France recently established a high-quality array of intelligence, based on the most advanced data system which allows gathering preemptive intelligence on people arriving at the aerial border crossings of the country. This is without a doubt a significant step that will help the counterterrorism efforts, and if it will be linked – as planned – with other countries it will surely further improve the monitoring and tracking of terrorists. However, this is only one – yet significant – brick in the defensive wall facing terrorism.
If previous attacks – such as the attack at "Charlie Hebdo", in the Jewish school in Toulouse, at the Jewish Museum in Brussels, the murder of French troops in Lyon, and the vehicle run down attacks in France in the last year – weren’t enough, there is no doubt that the recent series of attacks requires a radical shift in the authorities' perception, in France as well as other Western European countries, especially Belgium and Germany. The shift should be expressed by tracking suspected terrorists, dealing with the infrastructure of extremist preachers who recruit terrorist elements and the environment that supports it, in order to improve prevention.
At the same time, an appropriate consolidation of a national security concept is required, which should include a security establishment to threatened and sensitive targets, in order to enable thwarting attacks where preemptive intelligence is absent. The French security forces have often proven their professional abilities in dealing with terrorists in different arenas both in France and abroad. The main change required is largely in the hands of the political leadership, which is required to make courageous decisions that would provide the security forces with the required space and tools to operate.
In light of the high involvement of France in the fighting against radical Islamic terrorism, ISIS' statement claiming responsibility for the attacks, which mentioned France as bearing the flag of the Crusaders against Islam, places France at the forefront of the countries threatened by fundamentalist Islamic terrorism.
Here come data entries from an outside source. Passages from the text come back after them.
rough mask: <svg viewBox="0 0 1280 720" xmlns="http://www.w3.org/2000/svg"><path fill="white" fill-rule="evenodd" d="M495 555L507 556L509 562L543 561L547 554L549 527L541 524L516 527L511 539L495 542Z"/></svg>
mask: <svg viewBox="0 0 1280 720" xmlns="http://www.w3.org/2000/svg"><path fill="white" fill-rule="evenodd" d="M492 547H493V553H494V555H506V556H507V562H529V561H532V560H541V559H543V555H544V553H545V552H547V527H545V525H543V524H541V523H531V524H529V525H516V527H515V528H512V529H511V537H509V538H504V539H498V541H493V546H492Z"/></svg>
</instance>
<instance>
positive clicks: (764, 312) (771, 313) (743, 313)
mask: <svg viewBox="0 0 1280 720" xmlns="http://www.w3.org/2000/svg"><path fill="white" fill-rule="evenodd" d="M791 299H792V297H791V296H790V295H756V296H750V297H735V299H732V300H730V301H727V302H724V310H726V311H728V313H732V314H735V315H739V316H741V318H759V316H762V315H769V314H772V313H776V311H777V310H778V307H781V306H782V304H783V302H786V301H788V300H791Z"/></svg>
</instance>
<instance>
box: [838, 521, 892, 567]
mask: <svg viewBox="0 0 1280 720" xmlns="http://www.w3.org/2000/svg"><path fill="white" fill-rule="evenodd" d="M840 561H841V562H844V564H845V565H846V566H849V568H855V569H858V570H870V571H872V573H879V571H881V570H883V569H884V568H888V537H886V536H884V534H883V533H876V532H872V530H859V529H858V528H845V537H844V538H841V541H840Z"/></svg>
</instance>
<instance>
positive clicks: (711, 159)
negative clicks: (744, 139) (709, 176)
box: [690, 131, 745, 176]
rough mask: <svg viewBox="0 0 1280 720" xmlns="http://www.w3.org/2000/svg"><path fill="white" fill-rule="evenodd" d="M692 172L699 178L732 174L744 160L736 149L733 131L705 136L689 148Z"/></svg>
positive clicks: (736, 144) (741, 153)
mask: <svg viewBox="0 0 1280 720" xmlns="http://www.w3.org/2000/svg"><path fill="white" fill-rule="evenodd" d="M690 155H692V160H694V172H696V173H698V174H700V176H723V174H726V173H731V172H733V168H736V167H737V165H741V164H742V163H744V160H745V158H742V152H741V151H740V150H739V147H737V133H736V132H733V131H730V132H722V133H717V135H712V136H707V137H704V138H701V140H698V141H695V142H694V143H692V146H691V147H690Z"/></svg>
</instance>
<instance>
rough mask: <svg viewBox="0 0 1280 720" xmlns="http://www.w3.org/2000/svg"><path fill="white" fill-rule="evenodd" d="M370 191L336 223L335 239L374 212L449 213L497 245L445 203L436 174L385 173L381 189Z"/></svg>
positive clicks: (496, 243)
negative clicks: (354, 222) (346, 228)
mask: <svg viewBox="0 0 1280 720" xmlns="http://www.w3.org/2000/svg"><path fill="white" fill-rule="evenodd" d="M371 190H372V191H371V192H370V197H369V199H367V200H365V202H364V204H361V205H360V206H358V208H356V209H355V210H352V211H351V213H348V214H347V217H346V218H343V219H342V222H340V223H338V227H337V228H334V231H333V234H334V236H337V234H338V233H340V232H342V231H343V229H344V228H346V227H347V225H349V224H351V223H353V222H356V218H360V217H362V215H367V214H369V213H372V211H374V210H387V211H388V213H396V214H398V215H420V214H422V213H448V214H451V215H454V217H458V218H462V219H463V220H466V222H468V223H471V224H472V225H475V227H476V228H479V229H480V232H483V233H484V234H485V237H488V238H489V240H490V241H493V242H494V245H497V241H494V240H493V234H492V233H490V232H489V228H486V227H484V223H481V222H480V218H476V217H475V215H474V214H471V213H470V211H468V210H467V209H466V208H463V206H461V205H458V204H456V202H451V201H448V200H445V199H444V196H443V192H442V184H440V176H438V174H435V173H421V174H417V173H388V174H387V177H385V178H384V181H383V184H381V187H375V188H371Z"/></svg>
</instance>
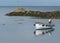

Now, after the threat was realized, the obvious conclusion calls for massive deployment both in the strategic and tactical levels. This deployment requires first intelligence, then intelligence, and then more intelligence. How do you gather intelligence on citizens in a democracy? France and the EU may need to discuss it now. At the global level, intelligence cooperation between all the countries of the free world, in which Israel will probably assist, is the key to success.
It seems that this time the authorities in France, as well as in the EU, will have to make sweeping changes in order to prevent the recurrence of such terrorist attacks carried out so easily.
Meir Gershuni is the owner of a consulting firm that specializes in the design and execution of security layouts for critical infrastructures.